Il est impossible d’en tirer pour l’instant des conclusions définitives. En effet, seuls les résultats de l’année prochaine (et des années à venir) permettront d’affirmer avec certitude que cette augmentation est conjoncturelle ou interrompt de manière durable le mouvement d’ouverture de la société française vers l’autre.
Les résultats du sondage 2010 appellent toutefois à renforcer notre vigilance, plusieurs éléments doivent être soulignés :
– Augmentation de la méfiance à l’égard des musulmans, comme l’année dernière, mais de manière plus marquée ;
- 48% des personnes interrogées estiment que les musulmans forment un groupe à part dans la société (+4 points par rapport à 2009)
- 74% des personnes interrogées pensent que les Français musulmans sont des Français comme les autres, (- 5 points par rapport à 2009)
- 68% des personnes interrogées pensent que le port du voile peut poser problème pour vivre en société
– Rejet croissant des étrangers, perçus de plus en plus comme des parasites, voire comme une menace ;
- 56% des personnes interrogées estiment qu’il y a trop d’immigrés en France (+9 points par rapport à 2009)
- et parmi eux, 61% estiment que cela rend plus difficile la situation des personnes comme eux qui vivent en France
- 67% des personnes interrogées estiment que de nombreux immigrés viennent en France uniquement pour profiter de la protection sociale
– Constat d’échec de l’intégration et remise en cause de la possibilité d’un « vivre ensemble » dans la société française.
- 59% des personnes interrogées pensent que l’intégration des personnes d’origine étrangère fonctionne mal, voire très mal (14%)
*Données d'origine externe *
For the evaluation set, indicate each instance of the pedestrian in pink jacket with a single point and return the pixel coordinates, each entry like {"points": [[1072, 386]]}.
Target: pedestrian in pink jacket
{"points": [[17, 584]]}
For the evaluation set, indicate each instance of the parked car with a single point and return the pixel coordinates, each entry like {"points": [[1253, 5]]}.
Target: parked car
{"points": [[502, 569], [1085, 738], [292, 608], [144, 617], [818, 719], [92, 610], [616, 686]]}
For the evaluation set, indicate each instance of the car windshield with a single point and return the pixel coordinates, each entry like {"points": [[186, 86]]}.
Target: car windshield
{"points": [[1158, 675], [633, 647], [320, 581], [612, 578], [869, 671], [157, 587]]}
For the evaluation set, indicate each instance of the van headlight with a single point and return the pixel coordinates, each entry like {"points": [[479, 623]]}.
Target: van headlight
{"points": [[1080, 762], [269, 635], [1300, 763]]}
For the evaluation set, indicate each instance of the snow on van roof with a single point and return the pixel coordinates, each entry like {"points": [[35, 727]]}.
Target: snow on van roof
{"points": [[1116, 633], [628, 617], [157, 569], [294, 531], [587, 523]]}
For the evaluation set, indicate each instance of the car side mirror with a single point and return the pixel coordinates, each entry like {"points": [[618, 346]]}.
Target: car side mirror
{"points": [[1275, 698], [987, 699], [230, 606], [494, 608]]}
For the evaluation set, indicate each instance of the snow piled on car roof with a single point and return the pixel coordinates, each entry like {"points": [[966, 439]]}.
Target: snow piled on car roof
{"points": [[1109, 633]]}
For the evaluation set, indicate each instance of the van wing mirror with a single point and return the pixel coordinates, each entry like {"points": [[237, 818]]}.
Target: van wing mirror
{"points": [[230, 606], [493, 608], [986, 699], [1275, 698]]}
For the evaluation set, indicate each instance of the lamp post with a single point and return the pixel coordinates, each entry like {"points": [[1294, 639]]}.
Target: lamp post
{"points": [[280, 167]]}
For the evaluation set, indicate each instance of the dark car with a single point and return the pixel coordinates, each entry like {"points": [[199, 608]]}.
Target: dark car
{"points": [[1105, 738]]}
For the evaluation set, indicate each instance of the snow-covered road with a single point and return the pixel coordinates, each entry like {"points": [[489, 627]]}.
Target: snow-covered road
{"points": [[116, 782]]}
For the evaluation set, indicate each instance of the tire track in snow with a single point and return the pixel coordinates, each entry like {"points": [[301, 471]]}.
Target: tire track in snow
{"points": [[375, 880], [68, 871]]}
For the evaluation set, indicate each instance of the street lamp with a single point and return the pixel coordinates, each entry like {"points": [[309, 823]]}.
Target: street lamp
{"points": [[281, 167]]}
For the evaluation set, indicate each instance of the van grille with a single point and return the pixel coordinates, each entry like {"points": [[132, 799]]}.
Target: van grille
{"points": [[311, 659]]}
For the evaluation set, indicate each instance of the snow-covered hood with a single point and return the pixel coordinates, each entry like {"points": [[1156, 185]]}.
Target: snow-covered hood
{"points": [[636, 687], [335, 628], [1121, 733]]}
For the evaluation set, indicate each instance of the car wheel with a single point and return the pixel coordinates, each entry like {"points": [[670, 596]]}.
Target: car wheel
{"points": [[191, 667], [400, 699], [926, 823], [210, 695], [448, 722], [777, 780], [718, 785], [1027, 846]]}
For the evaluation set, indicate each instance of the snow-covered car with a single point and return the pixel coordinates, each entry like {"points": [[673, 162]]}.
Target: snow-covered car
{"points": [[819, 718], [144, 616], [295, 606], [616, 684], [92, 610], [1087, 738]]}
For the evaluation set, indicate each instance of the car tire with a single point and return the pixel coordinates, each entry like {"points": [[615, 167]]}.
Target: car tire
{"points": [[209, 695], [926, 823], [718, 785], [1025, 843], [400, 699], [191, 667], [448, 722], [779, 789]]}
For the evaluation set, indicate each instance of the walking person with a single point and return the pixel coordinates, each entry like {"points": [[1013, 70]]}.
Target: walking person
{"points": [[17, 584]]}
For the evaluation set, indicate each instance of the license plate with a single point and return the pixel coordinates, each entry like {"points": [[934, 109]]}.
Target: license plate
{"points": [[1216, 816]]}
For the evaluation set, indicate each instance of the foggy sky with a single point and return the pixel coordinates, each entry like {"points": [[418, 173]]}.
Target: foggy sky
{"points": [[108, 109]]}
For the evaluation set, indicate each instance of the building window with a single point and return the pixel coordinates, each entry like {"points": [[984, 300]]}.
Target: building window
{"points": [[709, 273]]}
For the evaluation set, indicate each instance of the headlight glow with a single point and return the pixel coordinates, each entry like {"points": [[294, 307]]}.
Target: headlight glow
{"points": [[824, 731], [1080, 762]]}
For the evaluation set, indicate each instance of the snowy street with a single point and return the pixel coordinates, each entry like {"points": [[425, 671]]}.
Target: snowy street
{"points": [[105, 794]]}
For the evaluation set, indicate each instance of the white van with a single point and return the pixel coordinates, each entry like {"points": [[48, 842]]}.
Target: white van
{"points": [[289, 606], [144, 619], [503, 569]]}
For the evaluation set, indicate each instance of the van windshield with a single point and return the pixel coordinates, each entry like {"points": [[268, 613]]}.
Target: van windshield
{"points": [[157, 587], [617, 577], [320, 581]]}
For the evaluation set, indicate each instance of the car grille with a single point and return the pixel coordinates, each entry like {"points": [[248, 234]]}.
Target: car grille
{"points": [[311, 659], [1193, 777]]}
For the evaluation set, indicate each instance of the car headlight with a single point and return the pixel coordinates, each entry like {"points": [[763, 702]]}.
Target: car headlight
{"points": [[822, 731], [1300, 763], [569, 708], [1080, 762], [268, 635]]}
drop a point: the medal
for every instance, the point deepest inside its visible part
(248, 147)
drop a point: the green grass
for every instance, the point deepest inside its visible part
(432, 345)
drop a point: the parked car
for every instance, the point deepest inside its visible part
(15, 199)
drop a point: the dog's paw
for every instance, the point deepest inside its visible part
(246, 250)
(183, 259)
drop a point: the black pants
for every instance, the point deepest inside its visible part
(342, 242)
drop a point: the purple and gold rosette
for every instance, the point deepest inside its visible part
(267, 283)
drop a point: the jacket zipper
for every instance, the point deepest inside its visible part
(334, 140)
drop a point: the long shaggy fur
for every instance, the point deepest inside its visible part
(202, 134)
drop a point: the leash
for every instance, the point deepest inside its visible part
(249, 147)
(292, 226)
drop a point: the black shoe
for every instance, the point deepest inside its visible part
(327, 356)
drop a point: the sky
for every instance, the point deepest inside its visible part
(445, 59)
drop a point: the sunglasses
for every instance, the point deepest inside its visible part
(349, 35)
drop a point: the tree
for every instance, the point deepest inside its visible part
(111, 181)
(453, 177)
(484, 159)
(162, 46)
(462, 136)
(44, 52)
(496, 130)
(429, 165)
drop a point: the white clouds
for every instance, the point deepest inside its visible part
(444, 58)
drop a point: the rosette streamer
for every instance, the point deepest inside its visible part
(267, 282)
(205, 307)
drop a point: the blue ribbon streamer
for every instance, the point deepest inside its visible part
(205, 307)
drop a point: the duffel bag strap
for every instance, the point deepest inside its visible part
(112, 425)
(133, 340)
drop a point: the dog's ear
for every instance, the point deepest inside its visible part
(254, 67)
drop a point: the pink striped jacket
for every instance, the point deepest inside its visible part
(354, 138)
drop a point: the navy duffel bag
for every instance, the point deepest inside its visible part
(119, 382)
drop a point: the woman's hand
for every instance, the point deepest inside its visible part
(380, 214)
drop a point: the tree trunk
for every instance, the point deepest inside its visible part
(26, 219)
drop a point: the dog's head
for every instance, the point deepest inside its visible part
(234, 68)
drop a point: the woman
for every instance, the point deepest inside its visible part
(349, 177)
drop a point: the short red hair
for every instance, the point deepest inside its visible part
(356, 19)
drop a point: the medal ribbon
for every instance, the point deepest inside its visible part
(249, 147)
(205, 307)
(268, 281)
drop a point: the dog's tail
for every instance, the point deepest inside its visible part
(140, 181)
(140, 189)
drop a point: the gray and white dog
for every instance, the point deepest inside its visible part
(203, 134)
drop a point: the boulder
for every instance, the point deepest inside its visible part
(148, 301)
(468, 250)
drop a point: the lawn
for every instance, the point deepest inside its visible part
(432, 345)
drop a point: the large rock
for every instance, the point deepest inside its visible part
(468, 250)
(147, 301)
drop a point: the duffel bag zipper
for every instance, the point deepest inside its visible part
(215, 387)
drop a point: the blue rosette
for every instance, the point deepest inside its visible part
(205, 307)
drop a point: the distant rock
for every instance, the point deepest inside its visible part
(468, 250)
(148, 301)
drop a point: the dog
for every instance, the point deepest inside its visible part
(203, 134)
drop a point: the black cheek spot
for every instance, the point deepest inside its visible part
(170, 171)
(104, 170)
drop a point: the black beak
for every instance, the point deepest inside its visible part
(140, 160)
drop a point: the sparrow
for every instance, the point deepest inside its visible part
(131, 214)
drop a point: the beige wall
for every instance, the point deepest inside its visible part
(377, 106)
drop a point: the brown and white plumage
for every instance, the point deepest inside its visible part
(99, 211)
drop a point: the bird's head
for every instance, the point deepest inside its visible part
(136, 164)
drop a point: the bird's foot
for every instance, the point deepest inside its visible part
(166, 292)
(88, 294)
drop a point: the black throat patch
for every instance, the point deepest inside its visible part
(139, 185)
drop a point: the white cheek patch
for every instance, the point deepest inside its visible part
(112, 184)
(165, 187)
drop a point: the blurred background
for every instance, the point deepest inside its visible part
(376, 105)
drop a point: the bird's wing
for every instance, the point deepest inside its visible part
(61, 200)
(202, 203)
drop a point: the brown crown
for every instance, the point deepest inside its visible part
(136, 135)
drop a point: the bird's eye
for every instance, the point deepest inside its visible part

Ces constats sont d’autant plus inquiétants qu’ils s’inscrivent dans un contexte plus général de perception globalement négative de la société française : préoccupations économiques et sécuritaires fortes, vision très segmentée de la société. Par ailleurs, on assiste à une dangereuse banalisation des propos racistes. Internet contribue grandement à cette banalisation. Mais elle s’alimente également de l’instrumentalisation dans le discours politique de certaines thématiques (identité nationale, immigration, religion-laïcité), ainsi que de certains dérapages et des polémiques qui ont suivi.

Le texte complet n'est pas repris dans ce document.